State and Society in China

This course is accredited through Loyola University Chicago
Download Syllabus

Course Description

Few countries have experienced such rapid and profound political, economic and social changes as China has during the past several generations and decades, and fascinating debates continue within the government and society about what type of country China should become and how the Chinese people should achieve their dreams.

This course examines interactions between the Chinese state [or government] and Chinese society. We will explore how the Chinese state and Chinese society converge and cooperate—and increasingly collide and conflict—in a number of realms. The course will focus on China since 1978, from the beginning of China’s “reform and opening up”.

We will use a multi-disciplinary approach and macro and micro perspectives to examine interrelated and over-lapping topics such as:

  • Deng Xiaoping and the transformation of China
  • Interactions between the state and Chinese young people, including university students
  • State and society responses to social welfare needs in China
  • The development of China’s “middle class” and its impact on politics and society
  • The Chinese government’s relations with business enterprises and entrepreneurs
  • Interactions between the central government and local entities, including rural communities
  • China’s environmental crisis: the response of the state and society
  • Relations between the state and the media, including the Internet, online media and social media.
  • Possibilities for greater political participation, contentious politics, and the development of a more vibrant “civil society” in contemporary China.
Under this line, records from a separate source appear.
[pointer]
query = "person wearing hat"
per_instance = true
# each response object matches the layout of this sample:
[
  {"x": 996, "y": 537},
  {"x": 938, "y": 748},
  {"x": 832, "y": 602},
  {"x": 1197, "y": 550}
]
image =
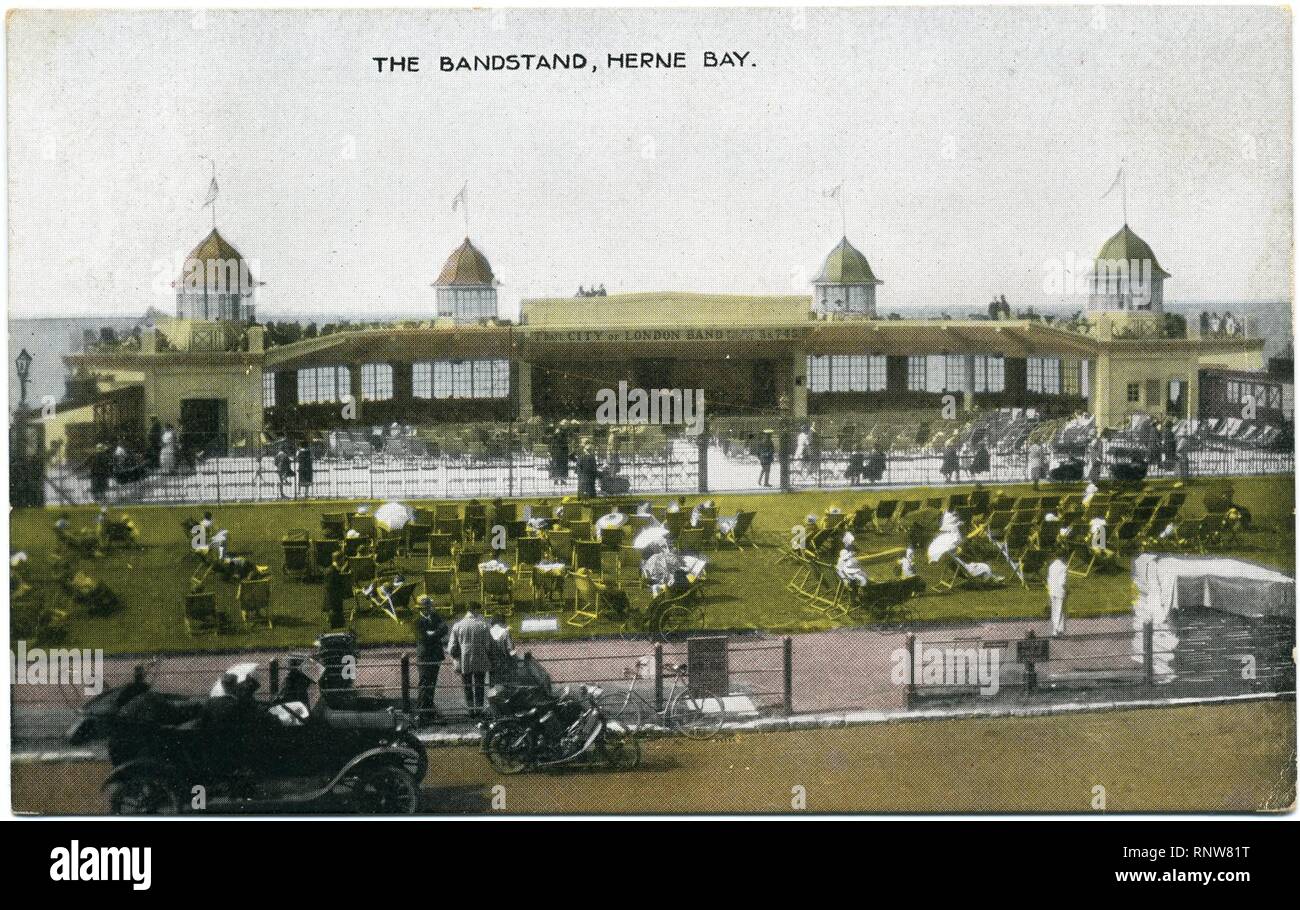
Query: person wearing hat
[
  {"x": 766, "y": 455},
  {"x": 430, "y": 636},
  {"x": 338, "y": 588},
  {"x": 469, "y": 645},
  {"x": 588, "y": 471},
  {"x": 100, "y": 469},
  {"x": 950, "y": 466}
]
Throughout the course, we will explore the evolving dynamics of state-society relations in contemporary China. For example, we will discuss Andrew Mertha’s fascinating study about the politics of hydropower China, China’s Water Warriors: Citizen Action and Policy Change. Writing in 2008, Mertha argued that this case represents:

a sea change in the structure and process of politics in just the last decade or so. The contemporary politics of hydropower have provided an unprecedented degree of political pluralism to the Chinese policy process, in which government agencies in opposition to these hydropower projects seamlessly ally themselves with NGOs [non-governmental organizations] and, more important. . .with the public and the press.

We will also examine Joseph Fewsmith’s seminal study, The Logic and Limits of Political Reform in China. Fewsmith has argued:

There is no question that NGOs and other interests are crowding into the [political] space in a way that is unprecendented in post-1949 China, but the key question is whether these new societal interests can translate their energies into meaningful political reform.

Class sessions will include brief lectures, critical analysis and discussion. Discussions will focus on the assigned readings. We will also view and discuss several short videos. Readings include articles and books by political scientists, economists, sociologists, and anthropologists, as well as journalists, government officials, and business leaders. Students will read the work of both Chinese and non-Chinese authors.

Courses Outcomes

  • Students will learn about the complex relations between the state and society in contemporary China.
  • Students will learn how the Chinese government interacts with major sectors of Chinese society, such as the media, business organizations, and social activists.
  • Students will gain competence in analyzing, describing and discussing these interactions in a sophisticated manner.
  • Students will better understand the potential, as well as the obstacles, for creating and sustaining a vibrant “civil society” in contemporary China.
  • Students will hone their skills in critical analysis, informed discussion and research and writing.